How to turn 10-K, 10-Q and 8-K filings into a clean, chunked, citation-grounded knowledge base an LLM can answer questions over

Every public company’s complete story is in its SEC filings — but EDGAR’s raw API is a maze of zero-padded CIKs, parallel-array JSON and hand-built document URLs. This guide shows you how to skip all of that and turn a company’s 10-K and 10-Q history into a clean, citation-grounded knowledge base that Claude can answer questions over.

TL;DR: Use the SEC EDGAR Scraper to resolve a ticker to its filings, pull the cleaned filing text (includeDocumentText) and XBRL financial facts (includeFinancials), chunk the text by section, embed it, and let Claude answer questions grounded in the actual filings — with the source URL attached to every answer.
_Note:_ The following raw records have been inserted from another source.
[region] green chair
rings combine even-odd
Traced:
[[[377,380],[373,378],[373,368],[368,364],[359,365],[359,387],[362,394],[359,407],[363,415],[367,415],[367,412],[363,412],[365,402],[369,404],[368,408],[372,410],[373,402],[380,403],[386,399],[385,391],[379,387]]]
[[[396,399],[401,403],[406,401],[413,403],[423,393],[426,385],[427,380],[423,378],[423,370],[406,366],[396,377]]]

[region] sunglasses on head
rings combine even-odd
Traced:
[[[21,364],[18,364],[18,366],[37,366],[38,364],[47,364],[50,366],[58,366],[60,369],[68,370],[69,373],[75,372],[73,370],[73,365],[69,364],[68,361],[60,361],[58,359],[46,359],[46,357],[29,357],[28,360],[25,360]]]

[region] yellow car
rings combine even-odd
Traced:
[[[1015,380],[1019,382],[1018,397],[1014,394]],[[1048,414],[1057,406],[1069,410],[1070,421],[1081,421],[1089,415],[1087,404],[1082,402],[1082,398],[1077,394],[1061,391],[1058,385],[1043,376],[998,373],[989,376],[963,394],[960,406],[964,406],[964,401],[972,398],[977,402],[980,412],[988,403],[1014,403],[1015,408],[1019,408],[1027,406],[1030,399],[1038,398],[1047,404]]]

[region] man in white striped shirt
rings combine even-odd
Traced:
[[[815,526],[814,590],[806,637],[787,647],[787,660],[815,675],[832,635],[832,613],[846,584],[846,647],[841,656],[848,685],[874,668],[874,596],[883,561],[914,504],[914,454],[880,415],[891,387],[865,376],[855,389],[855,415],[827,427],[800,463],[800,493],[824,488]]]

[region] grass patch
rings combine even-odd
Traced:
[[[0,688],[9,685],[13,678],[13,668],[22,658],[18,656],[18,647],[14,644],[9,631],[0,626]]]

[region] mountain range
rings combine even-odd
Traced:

No API key, zero charge on empty runs, first 25 filings free.

Why filings are the perfect RAG corpus

Filings are authoritative, structured-by-law, and dense with exactly the facts analysts care about: revenue, risk factors, segment performance, management discussion, material events. The problem has never been the data — it’s the plumbing. EDGAR makes you:

Look up a company’s CIK (not its ticker).
Walk a recent object where form[i], filingDate[i] and accessionNumber[i] are separate parallel arrays.
Reconstruct each document URL by stripping dashes from the accession number.
Respect the SEC’s fair-access User-Agent and rate-limit rules.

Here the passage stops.